Downforce is a family-style racing board game from Restoration Games in 2017. It’s been out for sometime, but recently became a favorite around our house when I played it with some friends a few weeks ago. Looking at the box, initial impressions were that it was a copycat of Formula D (a fantastic racing game), but this game carries the racing theme from more of the owner’s perspective.
Players receive a set of cards that depict the movement of specific cars by color and how many spaces they move. This is the main mechanism for getting the cars around the track, but they are also used for bidding of the cars and drivers that you will own and race throughout the game. The initial tense round of bidding gets the game started off on the right foot. Do you pay more for a car you have the cards for to get it to the end or try to bid low and see if you can get a weaker car, and hope it finishes better than your hand would lead you to believe. Once all the cars have been purchased, players take turns playing cards and moving the cars around the track, but this isn’t simply just dragging cars around the track, but a strategic play of blocking, cutting off other cars, or sprinting your car off into the distance, but weakening your position later in the race.
At 3 points of the race, players bid on which car they think will win. Picking the right car early is more rewarding, but even picking a car in to the top 3 will pay out in the end of the game.
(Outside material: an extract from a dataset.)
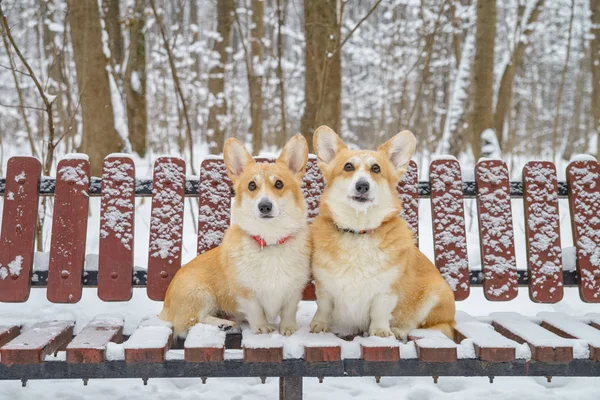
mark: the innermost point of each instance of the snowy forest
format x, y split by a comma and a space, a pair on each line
517, 78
Once the cars finish, you get points based on where your car finishes, plus the money for the cars you bet on, and then subtract the amount paid for your cars. The final total is your points for the game. Sounds simple enough right? Too simple maybe? For me, this is what makes this game great. It can be explained in a few minutes, but some of the more strategic nuances can take a few games to pick up on. But as a family racing game, it’s checks all the boxes for me. My 7 and 9 year old picked up on it quickly, and a game can be played in 30-60 minutes, which is great for short attention spans.
Downforce is available through the regular boardgame shops and Amazon, but also can be found at Barnes and Noble and Target.
Getting tired of the maps that come with the base set? The expansion adds 2 new maps with a new hazardous terrain feature to change things up.